Cleaning and preparing your data

Data preparation

Text is a form of unstructured data. Unlike a spreadsheet or an XML file, computers can’t easily understand text. You therefore need to clean and pre-process your data before you can analyse it. How you prepare your data will depend on the project you are undertaking and your research questions.

About cleaning and pre-processing data

Cleaning and pre-processing data involves standardising your text and removing words and characters that aren’t relevant. After performing these steps, you’ll be left with a nice “clean” text dataset that is ready to be analysed.

Some text data management (TDM) tools provide cleaning and pre-processing methods via their interface. These TDM tools include:

Alternatively, you may need to do some programming to prepare your corpus for your analysis. Tutorials, such as ones provided by the Programming Historian, can help you get started.

Cleaning and pre-processing techniques

There are several methods available to clean and pre-process your dataset in preparation for analysis:

Tokenisation
Converting text to lower case
Word replacement
Punctuation and non-alphanumeric character removal
Removal of stopwords
Parts of speech tagging
Named entity recognition
Stemming and lemmatisation

Tokenisation

Tokenisation is a method where a string of text is broken down into individual units, known as tokens. These tokens can be individual words, characters or phrases. You will need tokenisation for most text and data analysis methods.

In English it’s common to split your text up into individual words or 2–3-word phrases. Splitting your text into phrases is called “n-gram tokenisation”, where “n” is the number of words in the phrase.

Example

Sample sentence: “The cat sat on a mat. Then the cat saw a rat.”

This text can be tokenised as follows:

Word (sometimes called a “unigram”):
   The
   cat
   sat
   on
   a
   mat.
   Then
   the
   cat
   saw
   a
   rat.

2-word phrase (often called “bigrams” or “2-grams”):
   The cat
   cat sat
   sat on
   on a
   a mat
   mat. Then
   Then the
   the cat
   cat saw
   saw a
   a rat.

3-word phrase (often called “trigrams” or “3-grams”):
    The cat sat
    cat sat on
    sat on a
    on a mat
    a mat. Then
    mat. Then the
    Then the cat
    the cat saw
   cat saw a
    saw a rat.

For languages that don’t separate words in their writing, such as Chinese, Thai or Vietnamese, tokenisation will require more thought to identify how the text should be split to enable the desired analysis.

Potential pitfalls

Splitting up words based on character spaces can change meaning or cause things to be grouped incorrectly in cases where multiple words are used to indicate a single thing. For example:

“southeast" vs “south east" vs "south-east"
place names like "New South Wales" or "Los Angeles"
multi-word concepts like "global warming" and "social distancing".

Use both phrase tokenisation and single word tokenisation to mitigate this issue.

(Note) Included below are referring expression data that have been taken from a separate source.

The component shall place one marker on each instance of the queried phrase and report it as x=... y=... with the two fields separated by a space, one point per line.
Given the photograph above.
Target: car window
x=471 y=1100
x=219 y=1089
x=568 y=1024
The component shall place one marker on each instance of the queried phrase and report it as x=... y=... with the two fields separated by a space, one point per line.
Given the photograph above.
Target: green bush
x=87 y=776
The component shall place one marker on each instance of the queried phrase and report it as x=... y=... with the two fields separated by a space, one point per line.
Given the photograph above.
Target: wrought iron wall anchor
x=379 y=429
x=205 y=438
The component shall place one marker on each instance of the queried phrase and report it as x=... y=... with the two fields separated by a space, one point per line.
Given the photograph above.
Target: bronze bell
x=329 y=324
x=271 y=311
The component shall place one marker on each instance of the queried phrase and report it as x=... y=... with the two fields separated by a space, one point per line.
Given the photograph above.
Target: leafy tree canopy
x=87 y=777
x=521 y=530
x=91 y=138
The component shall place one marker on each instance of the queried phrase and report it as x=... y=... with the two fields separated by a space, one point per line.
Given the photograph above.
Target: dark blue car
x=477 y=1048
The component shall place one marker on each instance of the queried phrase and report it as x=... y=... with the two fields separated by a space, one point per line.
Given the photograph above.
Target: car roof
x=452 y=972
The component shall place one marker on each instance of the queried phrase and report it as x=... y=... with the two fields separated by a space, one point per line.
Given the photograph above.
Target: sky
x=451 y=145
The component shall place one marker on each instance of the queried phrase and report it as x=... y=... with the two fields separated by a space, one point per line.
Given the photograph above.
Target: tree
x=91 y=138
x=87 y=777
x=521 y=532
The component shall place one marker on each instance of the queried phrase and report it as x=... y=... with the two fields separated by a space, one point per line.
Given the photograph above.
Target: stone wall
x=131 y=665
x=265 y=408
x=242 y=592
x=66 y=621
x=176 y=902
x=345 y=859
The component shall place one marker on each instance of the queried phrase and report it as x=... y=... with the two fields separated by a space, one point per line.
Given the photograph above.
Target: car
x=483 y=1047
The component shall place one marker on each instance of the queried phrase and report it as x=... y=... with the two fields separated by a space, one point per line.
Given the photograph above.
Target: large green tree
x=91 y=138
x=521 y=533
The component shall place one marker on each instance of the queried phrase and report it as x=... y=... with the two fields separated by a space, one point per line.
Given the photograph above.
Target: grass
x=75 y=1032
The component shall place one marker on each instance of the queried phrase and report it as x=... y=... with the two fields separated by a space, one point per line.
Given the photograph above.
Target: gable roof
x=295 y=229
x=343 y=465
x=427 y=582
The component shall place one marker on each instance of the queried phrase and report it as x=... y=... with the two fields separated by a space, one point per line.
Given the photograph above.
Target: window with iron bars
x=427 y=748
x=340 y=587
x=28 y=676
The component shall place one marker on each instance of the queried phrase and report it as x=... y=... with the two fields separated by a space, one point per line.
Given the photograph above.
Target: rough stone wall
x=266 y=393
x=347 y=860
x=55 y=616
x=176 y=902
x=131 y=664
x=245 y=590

Converting text to lowercase

Computers often treat capitalised versions of words as different to their lowercase counterparts, which can cause problems during analysis. Make all text lowercase to avoid this problem.

Example

Uncorrected text contains:

cheetah x 7
Cheetah x 2

Convert all text to lowercase to get one number:

cheetah x 9

Potential pitfalls

Sometimes capital letters help to distinguish between things that are different. For example, if your documents refer to both a person named “Rose” and the flower called “rose”, then converting the name to lowercase will result in these two different things being grouped together.

Other pre-processing techniques, such as named entity recognition, can help avoid this pitfall.

Word replacement

Variations in spelling can cause problems in text analysis as the computer will treat different spellings of the same word as different words. Choose a single spelling and replace any other variants in your text with that version.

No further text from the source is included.